Older Americans are particularly targeted by Bitcoin ATM fraud. The 2024 IC3 report found that adults 60 and older accounted for over 85% of reported fraud losses involving crypto kiosks. Victims are typically told — by someone impersonating a government agency, law enforcement, or a bank — that they owe money and must pay immediately via Bitcoin ATM to avoid arrest or account seizure. The scenario creates a combination of fear and urgency that bypasses critical thinking.
The Undercount Problem: $20 Billion Is Not the Real Number
Every figure in the IC3 report represents a floor, not a ceiling.
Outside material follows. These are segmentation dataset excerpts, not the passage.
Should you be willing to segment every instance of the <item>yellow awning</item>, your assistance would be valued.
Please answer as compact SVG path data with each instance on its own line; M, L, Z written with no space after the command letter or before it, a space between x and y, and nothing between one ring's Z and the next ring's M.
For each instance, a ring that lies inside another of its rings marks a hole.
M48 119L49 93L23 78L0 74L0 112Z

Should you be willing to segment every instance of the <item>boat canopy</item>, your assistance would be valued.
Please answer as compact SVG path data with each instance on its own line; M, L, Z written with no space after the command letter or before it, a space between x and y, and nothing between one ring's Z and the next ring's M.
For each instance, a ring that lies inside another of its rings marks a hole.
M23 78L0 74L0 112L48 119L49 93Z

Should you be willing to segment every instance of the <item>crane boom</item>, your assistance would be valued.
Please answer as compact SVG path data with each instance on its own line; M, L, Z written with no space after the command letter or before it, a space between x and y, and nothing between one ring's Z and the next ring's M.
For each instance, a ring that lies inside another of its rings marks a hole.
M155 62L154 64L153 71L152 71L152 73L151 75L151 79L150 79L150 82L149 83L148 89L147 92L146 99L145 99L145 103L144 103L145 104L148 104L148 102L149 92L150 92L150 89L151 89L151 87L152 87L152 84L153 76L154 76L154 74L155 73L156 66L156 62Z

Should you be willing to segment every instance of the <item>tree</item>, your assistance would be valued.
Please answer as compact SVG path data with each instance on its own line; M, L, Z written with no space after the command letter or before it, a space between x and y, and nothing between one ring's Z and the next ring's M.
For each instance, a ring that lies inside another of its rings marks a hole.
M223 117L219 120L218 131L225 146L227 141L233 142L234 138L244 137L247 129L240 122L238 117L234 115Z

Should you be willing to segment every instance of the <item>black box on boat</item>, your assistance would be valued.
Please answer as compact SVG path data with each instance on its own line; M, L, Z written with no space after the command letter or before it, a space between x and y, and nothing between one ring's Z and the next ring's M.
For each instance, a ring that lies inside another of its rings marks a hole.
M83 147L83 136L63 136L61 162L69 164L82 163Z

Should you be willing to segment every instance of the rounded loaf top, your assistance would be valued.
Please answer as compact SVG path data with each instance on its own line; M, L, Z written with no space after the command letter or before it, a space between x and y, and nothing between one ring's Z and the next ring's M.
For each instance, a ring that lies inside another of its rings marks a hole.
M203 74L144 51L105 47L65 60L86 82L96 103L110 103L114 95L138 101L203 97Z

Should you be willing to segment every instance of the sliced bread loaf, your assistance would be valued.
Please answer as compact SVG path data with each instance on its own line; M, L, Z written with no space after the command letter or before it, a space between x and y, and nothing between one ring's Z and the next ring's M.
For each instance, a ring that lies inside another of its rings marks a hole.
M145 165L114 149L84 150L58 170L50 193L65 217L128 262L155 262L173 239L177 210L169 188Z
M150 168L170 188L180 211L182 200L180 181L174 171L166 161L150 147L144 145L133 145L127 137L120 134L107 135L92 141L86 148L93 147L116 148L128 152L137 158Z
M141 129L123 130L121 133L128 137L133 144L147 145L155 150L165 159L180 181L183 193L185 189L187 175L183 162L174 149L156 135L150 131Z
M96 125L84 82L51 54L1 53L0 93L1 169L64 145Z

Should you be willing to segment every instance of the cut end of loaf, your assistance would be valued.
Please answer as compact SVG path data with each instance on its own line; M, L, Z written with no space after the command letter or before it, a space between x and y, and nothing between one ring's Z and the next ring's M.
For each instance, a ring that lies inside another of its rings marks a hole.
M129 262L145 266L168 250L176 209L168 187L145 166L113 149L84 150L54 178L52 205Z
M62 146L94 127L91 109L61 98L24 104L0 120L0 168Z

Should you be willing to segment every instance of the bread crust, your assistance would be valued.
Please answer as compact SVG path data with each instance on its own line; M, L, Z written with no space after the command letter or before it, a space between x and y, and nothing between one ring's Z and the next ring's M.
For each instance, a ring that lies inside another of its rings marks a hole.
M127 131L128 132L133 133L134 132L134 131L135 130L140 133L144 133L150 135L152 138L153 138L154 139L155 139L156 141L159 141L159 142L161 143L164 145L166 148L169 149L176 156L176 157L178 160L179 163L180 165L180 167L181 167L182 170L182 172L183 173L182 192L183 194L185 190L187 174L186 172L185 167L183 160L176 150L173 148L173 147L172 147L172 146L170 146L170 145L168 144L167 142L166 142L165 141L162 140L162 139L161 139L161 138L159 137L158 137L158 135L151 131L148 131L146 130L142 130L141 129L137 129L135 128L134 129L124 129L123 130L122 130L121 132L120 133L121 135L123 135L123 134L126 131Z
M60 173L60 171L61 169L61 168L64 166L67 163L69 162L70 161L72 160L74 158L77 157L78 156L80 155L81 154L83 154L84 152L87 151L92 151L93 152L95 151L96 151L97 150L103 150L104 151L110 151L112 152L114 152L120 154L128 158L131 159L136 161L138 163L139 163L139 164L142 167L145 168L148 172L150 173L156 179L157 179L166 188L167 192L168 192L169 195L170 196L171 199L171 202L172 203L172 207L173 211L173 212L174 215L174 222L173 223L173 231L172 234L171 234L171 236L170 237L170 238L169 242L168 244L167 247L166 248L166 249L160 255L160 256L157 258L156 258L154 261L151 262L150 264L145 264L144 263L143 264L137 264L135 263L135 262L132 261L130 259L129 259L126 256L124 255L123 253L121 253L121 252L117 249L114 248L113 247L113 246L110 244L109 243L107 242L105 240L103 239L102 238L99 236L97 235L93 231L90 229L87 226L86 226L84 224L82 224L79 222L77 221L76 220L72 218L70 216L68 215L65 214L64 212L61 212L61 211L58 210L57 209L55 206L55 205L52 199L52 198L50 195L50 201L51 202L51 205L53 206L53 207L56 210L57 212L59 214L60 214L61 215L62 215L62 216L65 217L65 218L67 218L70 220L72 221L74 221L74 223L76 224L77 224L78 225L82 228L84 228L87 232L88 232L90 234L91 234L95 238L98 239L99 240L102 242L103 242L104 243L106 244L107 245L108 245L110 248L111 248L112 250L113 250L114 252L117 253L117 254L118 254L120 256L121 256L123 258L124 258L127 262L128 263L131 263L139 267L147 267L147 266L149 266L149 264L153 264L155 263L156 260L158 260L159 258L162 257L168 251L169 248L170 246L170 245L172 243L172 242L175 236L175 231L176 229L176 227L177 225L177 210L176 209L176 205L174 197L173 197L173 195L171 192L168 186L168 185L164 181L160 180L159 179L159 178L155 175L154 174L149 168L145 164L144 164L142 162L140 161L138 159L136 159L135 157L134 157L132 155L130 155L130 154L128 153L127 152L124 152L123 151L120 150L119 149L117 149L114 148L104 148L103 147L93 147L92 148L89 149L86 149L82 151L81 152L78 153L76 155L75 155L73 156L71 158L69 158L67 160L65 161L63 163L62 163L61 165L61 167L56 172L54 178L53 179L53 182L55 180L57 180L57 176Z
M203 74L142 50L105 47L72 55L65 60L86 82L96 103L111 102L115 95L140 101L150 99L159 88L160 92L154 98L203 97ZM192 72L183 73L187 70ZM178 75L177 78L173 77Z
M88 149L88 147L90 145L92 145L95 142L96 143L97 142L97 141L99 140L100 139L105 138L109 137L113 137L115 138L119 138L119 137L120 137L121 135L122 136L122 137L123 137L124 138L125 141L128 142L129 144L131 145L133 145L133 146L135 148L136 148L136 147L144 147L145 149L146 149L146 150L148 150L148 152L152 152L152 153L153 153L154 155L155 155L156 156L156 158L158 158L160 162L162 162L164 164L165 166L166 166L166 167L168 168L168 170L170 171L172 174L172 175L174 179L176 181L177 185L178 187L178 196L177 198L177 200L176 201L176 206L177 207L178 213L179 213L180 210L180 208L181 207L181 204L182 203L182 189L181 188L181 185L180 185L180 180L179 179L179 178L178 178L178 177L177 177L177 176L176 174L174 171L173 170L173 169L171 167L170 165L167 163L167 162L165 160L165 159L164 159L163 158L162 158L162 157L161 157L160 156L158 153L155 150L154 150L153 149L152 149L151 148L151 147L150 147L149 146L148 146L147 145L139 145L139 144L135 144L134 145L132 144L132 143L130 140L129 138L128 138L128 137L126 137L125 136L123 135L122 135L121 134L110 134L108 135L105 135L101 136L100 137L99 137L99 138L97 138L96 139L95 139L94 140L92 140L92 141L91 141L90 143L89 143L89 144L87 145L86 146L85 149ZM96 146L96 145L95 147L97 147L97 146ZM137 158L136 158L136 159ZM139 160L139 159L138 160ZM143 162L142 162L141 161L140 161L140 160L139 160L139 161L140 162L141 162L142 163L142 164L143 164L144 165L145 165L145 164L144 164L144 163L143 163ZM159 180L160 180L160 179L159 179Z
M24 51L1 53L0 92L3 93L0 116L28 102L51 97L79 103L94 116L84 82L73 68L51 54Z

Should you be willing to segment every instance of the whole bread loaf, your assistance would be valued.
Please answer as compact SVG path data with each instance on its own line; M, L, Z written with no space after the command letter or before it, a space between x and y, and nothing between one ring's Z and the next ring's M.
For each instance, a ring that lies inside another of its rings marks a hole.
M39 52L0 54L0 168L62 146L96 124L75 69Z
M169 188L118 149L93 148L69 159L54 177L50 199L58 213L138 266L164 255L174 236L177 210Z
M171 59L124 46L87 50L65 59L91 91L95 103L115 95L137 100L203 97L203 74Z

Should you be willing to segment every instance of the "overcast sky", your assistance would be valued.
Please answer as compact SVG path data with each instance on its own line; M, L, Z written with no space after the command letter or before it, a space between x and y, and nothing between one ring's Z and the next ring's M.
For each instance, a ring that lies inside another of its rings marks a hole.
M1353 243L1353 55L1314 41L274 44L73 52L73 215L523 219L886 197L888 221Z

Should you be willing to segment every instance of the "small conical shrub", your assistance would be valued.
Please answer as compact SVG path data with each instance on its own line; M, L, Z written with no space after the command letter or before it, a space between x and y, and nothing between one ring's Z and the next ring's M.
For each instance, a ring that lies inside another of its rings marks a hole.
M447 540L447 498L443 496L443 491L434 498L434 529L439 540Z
The FBI states explicitly that reported losses are a fraction of actual losses, for several compounding reasons.
First, many victims do not report. Shame, embarrassment, the belief that nothing can be done, and the traumatic nature of the crimes all suppress reporting rates. The FTC, which tracks a parallel dataset, estimated in its own 2025 report that when underreporting is taken into account, the actual cost of fraud to consumers for 2024 alone could be as high as $195.9 billion. The FBI’s IC3 figure for 2025 — $20.8 billion — likely represents somewhere between 10% and 20% of actual losses when underreporting is factored in.
Second, victims who do report often underreport. Particularly in investment fraud cases where losses occurred over months, victims may not accurately account for every transfer. The emotional difficulty of cataloguing the full extent of a loss that involved relationship betrayal compounds the underreporting of dollar amounts.
Third, the IC3 only captures reports from American victims. Pig butchering and AI-enabled fraud are global phenomena. The operations targeting American victims are the same operations targeting people in Europe, Asia, and elsewhere. The $20.8 billion figure is exclusively the American portion of a global fraud ecosystem whose total scale runs into hundreds of billions annually.